In some examples, a process of providing pain relief and skin protection includes supplying a user with a container pre-filled with the anesthetic healing composition comprising benzocaine, a skin protectant, a carrier, and a propellant. The container incorporates a spray assembly configured to atomize and dispense the composition as a fine mist. When the spray is applied to the desired area of skin, such as the perineum, the composition delivers a localized cooling and numbing sensation due to the benzocaine, while simultaneously depositing a skin protectant layer that promotes tissue healing and moisture retention. The spray assembly is specifically designed to function in an upside-down position, enabling hygienic, hands-free application to sensitive regions of the body.

FIG. 6 is a flow diagram illustrating an example of a process 600 for providing pain relief and skin protection, in accordance with various aspects of the present disclosure. The process 600 may be used in conjunction with a sealed aerosol container having a composition that includes benzocaine in an amount of about 1 to 10%, a skin protectant in an amount of about 1 to 25%, a carrier, and a propellant. The container may further include a spray assembly configured to dispense the composition as a mist. The process 600 may be performed by a user, such as a human. As shown in the example of FIG. 6, the process 600 begins at block 602, wherein the user positions the container in an orientation suitable for application. The spray assembly is capable of dispensing even when the container is held upside-down. At block 604 the user actuates the spray assembly by pressing an actuator to unseat a valve from its closed position, thereby releasing the composition into a fluid path within the actuator. At block 606, the container dispenses the composition as a fine mist through an aperture in an insert. The propellant may rapidly evaporate to create a cooling sensation. The mist dispended from the container may be applied directly to the desired area of skin, which in certain embodiments includes the perineal region, to provide localized analgesia and skin protection. At block 608, the user allows the deposited formulation to adhere to the skin surface. The benzocaine provides temporary pain relief while the skin protectant promotes healing and maintains hydration

As used herein, the term “determining” encompasses a wide variety of actions. For example, “determining” may include calculating, computing, processing, deriving, investigating, looking up (e.g., looking up in a table, a database, or another data structure), ascertaining and the like. Additionally, “determining” may include receiving (e.g., receiving information), accessing (e.g., accessing data in a memory) and the like. Furthermore, “determining” may include resolving, selecting, choosing, establishing, and the like.

As used herein, a phrase referring to “at least one of” a list of items refers to any combination of those items, including single members. As an example, “at least one of: a, b, or c” is intended to cover: a, b, c, a-b, a-c, b-c, and a-b-c.
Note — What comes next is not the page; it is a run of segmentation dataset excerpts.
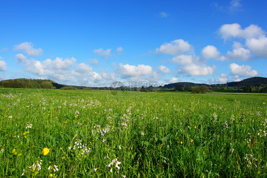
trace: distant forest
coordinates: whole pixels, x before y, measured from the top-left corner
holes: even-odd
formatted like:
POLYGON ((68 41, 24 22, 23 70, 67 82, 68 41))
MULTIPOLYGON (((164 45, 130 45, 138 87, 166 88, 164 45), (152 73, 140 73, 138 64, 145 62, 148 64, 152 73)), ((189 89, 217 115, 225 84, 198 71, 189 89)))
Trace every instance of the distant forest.
POLYGON ((186 89, 188 91, 192 90, 192 87, 204 85, 210 90, 228 89, 242 90, 244 92, 267 93, 267 78, 261 77, 255 77, 239 82, 228 82, 226 84, 196 84, 191 82, 178 82, 165 84, 161 86, 163 89, 177 90, 179 91, 184 91, 186 89))
MULTIPOLYGON (((191 91, 196 86, 204 85, 210 90, 242 90, 243 92, 267 93, 267 78, 255 77, 244 79, 239 82, 232 82, 226 84, 208 84, 191 82, 178 82, 160 86, 161 89, 171 89, 179 91, 191 91)), ((109 88, 87 87, 84 86, 68 85, 60 84, 47 79, 32 79, 25 78, 10 79, 0 81, 0 88, 27 89, 67 89, 72 87, 79 89, 106 90, 109 88)), ((150 89, 148 90, 150 90, 150 89)))
POLYGON ((87 87, 84 86, 75 86, 60 84, 51 80, 32 79, 25 78, 10 79, 0 81, 0 88, 60 89, 63 87, 73 87, 78 89, 91 88, 91 89, 104 89, 105 87, 87 87))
The methods disclosed herein comprise one or more steps or actions for achieving the described method. The method steps and/or actions may be interchanged with one another without departing from the scope of the claims. In other words, unless a specific order of steps or actions is specified, the order and/or use of specific steps and/or actions may be modified without departing from the scope of the claims.

It is to be understood that the claims are not limited to the precise configuration and components illustrated above. Various modifications, changes, and variations may be made in the arrangement, operation, and details of the methods and apparatus described above without departing from the scope of the claims.